Rotundaria couchiana
- Conservation status: Critically Endangered (IUCN 2.3)

Scientific classification
- Kingdom: Animalia
- Phylum: Mollusca
- Class: Bivalvia
- Order: Unionida
- Family: Unionidae
- Genus: Rotundaria
- Species: R. couchiana
- Binomial name: Rotundaria couchiana (I. Lea, 1860)
- Synonyms: Quadrula couchiana (I. Lea, 1860)

= Rotundaria couchiana =

- Genus: Rotundaria
- Species: couchiana
- Authority: (I. Lea, 1860)
- Conservation status: CR
- Synonyms: Quadrula couchiana (I. Lea, 1860)

Species of freshwater mussel from North America, possibly extinct

Rotundaria couchiana, the Rio Grande monkeyface, is a species of freshwater mussel.
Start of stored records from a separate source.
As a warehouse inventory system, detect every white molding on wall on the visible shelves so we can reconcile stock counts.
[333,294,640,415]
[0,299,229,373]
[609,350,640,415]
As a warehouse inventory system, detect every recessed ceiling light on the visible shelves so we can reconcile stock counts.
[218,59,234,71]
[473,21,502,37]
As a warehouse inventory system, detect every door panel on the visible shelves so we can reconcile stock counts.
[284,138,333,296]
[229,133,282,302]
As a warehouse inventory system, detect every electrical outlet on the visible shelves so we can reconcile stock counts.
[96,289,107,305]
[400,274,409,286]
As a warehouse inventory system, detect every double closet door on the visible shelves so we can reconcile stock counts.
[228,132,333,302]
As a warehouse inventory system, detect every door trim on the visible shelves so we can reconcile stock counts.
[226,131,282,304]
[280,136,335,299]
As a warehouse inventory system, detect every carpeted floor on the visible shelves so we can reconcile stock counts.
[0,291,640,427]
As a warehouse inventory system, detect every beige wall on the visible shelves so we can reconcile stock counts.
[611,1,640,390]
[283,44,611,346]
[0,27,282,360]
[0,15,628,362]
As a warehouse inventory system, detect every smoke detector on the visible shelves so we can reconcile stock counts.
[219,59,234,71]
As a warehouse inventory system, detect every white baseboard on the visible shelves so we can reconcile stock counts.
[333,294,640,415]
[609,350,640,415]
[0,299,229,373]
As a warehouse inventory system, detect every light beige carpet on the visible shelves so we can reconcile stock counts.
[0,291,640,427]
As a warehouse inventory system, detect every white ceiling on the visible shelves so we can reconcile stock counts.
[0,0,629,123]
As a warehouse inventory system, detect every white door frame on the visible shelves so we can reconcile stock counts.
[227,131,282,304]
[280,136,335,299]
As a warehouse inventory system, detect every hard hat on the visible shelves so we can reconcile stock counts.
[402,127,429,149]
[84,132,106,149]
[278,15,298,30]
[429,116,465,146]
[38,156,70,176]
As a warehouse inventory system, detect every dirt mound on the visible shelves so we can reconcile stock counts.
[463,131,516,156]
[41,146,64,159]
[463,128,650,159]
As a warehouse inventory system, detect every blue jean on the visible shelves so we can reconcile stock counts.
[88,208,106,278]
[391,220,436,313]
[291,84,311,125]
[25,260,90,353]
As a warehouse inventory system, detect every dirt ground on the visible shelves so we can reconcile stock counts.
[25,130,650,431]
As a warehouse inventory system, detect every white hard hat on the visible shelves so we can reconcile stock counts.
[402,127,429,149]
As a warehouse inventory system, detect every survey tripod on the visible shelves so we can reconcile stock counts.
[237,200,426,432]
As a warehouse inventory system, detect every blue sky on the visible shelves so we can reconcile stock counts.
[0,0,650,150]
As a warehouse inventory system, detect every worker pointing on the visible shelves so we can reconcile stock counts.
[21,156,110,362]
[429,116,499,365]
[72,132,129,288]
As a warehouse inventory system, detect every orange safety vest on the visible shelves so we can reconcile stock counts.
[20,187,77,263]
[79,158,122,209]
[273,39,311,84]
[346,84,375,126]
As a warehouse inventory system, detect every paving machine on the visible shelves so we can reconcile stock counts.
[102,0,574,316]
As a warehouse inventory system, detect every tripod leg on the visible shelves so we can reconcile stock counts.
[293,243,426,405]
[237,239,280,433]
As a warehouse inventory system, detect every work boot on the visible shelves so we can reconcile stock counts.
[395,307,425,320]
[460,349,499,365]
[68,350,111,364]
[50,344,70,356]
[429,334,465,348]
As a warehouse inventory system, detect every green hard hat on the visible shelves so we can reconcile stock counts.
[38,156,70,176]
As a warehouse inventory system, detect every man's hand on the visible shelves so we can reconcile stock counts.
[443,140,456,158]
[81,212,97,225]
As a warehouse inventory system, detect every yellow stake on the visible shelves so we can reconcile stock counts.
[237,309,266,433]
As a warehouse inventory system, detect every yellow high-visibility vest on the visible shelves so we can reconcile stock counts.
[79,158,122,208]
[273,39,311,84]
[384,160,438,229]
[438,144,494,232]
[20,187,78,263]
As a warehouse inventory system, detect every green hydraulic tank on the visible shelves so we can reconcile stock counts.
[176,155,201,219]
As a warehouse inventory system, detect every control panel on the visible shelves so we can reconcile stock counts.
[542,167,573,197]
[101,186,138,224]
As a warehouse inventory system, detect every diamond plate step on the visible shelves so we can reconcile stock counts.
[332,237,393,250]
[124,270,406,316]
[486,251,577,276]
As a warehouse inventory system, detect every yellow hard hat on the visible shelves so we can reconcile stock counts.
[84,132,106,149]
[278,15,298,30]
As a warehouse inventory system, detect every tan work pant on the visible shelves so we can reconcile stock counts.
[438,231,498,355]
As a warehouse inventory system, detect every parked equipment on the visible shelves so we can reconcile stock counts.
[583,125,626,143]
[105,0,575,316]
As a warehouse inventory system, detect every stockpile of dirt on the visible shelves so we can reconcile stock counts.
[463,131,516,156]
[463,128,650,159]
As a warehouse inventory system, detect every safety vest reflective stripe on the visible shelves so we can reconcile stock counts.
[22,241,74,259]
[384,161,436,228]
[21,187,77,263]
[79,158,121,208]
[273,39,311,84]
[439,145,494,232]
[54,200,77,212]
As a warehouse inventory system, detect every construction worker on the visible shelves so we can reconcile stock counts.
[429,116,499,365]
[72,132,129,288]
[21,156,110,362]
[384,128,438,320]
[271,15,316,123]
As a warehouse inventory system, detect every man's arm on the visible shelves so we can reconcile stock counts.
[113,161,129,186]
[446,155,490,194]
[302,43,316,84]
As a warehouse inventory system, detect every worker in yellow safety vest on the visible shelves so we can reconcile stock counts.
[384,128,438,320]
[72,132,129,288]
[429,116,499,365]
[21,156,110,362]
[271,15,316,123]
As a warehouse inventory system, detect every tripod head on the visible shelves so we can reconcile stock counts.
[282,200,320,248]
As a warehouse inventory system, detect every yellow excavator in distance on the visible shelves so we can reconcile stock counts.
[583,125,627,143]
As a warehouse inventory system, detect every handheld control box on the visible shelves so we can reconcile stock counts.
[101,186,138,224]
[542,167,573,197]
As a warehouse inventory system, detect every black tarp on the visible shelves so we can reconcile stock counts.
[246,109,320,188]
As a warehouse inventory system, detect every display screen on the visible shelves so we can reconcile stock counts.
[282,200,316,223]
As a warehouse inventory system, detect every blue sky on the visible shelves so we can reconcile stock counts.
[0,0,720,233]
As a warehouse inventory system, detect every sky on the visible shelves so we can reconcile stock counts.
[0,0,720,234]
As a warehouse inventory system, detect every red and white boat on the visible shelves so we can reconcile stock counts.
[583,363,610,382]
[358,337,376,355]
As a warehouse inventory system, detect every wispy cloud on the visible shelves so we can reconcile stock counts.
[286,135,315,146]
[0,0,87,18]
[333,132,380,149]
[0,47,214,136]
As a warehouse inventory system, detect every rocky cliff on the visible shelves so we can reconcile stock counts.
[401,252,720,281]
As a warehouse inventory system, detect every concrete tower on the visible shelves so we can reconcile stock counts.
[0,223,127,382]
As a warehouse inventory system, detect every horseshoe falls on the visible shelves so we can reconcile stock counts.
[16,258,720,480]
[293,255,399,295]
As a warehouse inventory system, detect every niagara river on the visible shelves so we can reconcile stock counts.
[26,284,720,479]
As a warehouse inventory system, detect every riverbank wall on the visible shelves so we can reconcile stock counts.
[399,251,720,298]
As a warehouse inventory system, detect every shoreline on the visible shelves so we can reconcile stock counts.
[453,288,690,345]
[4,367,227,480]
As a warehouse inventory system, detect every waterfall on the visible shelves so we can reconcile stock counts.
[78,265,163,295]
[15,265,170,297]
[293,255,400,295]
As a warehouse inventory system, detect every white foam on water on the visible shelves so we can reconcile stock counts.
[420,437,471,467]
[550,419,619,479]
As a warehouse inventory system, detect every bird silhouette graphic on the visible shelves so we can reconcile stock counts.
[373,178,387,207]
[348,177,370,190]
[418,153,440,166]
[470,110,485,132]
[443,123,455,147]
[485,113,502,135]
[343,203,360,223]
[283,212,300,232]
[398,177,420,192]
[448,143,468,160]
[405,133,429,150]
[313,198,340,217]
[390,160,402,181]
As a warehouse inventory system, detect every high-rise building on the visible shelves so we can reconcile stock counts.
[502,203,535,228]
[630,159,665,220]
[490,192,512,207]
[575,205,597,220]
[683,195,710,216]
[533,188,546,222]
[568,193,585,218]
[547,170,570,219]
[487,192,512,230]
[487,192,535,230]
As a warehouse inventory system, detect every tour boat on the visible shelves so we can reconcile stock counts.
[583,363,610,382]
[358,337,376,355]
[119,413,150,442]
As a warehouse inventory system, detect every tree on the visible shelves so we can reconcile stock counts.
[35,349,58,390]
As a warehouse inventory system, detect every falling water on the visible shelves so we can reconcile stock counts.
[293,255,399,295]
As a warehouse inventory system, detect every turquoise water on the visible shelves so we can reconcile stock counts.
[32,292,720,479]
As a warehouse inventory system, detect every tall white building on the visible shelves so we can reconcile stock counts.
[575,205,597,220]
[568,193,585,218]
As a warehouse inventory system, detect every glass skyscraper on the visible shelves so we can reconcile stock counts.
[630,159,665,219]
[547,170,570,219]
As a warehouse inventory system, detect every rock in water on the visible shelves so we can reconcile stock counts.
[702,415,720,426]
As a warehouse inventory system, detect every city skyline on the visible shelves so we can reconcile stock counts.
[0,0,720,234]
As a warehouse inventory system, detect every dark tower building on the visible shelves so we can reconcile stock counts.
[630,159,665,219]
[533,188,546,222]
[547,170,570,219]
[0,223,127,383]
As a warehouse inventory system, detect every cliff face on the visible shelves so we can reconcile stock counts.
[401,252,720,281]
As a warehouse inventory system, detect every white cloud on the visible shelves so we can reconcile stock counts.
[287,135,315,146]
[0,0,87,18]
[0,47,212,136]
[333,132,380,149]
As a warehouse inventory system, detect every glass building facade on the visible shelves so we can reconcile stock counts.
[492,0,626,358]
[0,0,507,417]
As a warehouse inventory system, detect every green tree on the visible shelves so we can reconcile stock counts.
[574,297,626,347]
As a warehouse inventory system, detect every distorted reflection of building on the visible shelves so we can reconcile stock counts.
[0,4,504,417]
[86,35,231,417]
It is native to Chihuahua, Mexico and New Mexico and Texas in the United States.

This species experienced a tremendous decline due to habitat destruction in the 1800s. The last confirmed living individual was seen near Brackettville, Texas in 1898. This species is likely extinct, although there is the slim possibility that it could persist in poorly surveyed regions on the Rio Grande drainage.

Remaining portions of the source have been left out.